The second component of Strickland, the prejudice component, requires a defendant to "show that there is a reasonable probability that, but for counsel's unprofessional errors, the result of the proceeding would have been different. A reasonable probability is a probability sufficient to undermine confidence in the outcome." Strickland, 466 U.S. at 694. In the context of a guilty plea, the Supreme Court modified the second prong of Strickland to require a showing that "there is a reasonable probability that, but for counsel's errors, [petitioner] would not have pleaded guilty and would have insisted on going to trial." Hill v.
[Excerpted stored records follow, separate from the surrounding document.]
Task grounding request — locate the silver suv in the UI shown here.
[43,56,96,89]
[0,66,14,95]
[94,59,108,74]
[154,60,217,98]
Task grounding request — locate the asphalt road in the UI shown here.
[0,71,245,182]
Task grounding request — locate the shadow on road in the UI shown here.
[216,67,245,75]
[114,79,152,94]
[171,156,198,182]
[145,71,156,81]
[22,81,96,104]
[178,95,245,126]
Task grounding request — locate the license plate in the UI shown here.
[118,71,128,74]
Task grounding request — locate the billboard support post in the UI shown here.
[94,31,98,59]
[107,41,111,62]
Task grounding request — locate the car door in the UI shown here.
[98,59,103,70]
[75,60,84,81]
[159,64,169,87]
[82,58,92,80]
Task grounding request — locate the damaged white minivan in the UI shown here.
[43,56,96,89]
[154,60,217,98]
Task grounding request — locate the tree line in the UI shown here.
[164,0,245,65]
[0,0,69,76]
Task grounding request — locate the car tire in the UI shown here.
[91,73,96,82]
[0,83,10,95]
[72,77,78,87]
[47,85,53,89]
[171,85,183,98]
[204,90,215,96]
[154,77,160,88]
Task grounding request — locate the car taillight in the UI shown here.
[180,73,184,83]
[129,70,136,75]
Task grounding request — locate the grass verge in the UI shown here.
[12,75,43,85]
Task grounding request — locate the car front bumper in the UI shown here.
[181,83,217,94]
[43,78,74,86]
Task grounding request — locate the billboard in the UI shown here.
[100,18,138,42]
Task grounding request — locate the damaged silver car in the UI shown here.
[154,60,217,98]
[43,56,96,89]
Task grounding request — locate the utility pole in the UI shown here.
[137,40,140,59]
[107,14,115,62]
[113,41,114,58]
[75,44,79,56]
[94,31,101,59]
Lockhart, 474 U.S. 52, 59 (1985).
Curtis's assertion that he would not have pled guilty if he had received better assistance from counsel is not dispositive of the issue of prejudice. See United States v. Mora-Gomez, 875 F.Supp. 1208, 1214 (E.D. Va. 1995). Rather, "[t]his is an objective inquiry and [highly] dependent on the likely outcome of a trial had the defendant not pleaded guilty." Meyer v. Branker, 506 F.3d 358, 369 (4th Cir. 2007) (internal citation omitted) (citing Hill, 474 U.S. at 59-60). The Court looks to all the facts and circumstances surrounding a petitioner's plea, including the likelihood of conviction and any potential sentencing benefit to pleading guilty. Id. at 369-70. In conducting this inquiry, the representations of the defendant, his lawyer, and the prosecutor during the plea proceedings, "as well as any findings made by the judge accepting the plea, constitute a formidable barrier in any subsequent collateral proceedings." Blackledge v. Allison, 431 U.S. 63, 73-74 (1977).
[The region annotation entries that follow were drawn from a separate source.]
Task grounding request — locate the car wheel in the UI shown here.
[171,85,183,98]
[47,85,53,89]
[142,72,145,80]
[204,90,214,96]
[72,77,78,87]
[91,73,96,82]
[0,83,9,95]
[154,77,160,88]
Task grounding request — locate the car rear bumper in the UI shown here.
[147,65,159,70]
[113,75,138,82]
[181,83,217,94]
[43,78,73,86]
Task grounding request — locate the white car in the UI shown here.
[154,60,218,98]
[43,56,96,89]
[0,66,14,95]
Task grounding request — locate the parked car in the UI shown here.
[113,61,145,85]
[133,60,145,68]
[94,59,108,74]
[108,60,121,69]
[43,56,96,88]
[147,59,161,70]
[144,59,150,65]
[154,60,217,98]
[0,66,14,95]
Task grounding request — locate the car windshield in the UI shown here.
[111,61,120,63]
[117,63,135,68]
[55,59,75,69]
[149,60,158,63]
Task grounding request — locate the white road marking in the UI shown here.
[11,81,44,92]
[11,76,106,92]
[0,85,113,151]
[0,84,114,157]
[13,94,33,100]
In his claims, Curtis suggests that he would not have pled guilty to all of the charges if he had received better assistance from counsel regarding the rape charge and the forcible sodomy charge that required the prosecution to prove that the rape or sodomy had occurred against the will of the victim. Given the incontrovertible evidence of Curtis's guilt with respect to most of the charges and the certainty of a mandatory life sentence in the absence of Curtis's plea of guilty, Curtis simply cannot show any prejudice flowing from the deficiency of counsel. See Meyer, 506 F.3d at 370 ("[S]ometimes it is the nature of the evidence, rather than the acts of the lawyer, that `prejudice' the defendant."). For example, Curtis had no defense to the charge that he had raped K.Y. in that he had sexual intercourse with her when she was under the age of 13. K.Y.'s testimony concerning that charge would have been corroborated by K.Y.'s accurate description of Curtis's genitalia, by the letter Curtis sent to his wife, by his recorded telephone conversation to his wife from the RRJ, and by Mr. Strainer's testimony that Curtis had admitted to having sex with K.Y.
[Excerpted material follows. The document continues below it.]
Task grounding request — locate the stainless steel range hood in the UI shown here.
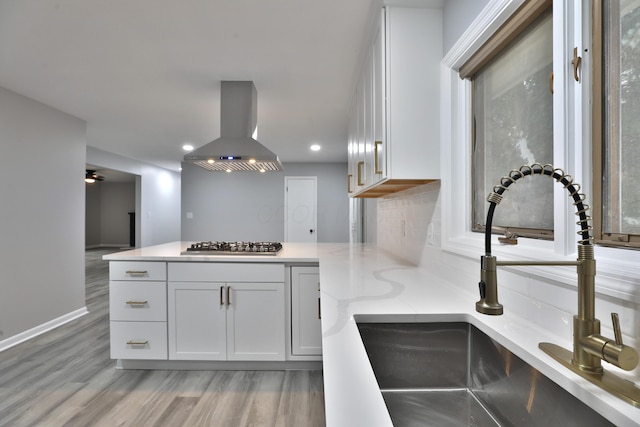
[184,81,282,172]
In exchange for Curtis's plea of guilty, the prosecution agreed to forego the mandatory term of life imprisonment provided by section 18.2-67.5:3 of the Virginia Code. Thus, a guilty plea offered Curtis's only chance to avoid a mandatory life sentence. "Faced with virtually no chance to succeed [in avoiding a conviction for rape] at trial," Curtis cannot demonstrate "that an objective defendant would have insisted on going to trial" to contest that a few of the sexual acts were committed with K.Y.'s consent,
An appropriate Order shall accompany this Memorandum Opinion.
Va. Code Ann. § 18.2-67.5:3(A) (West 2004).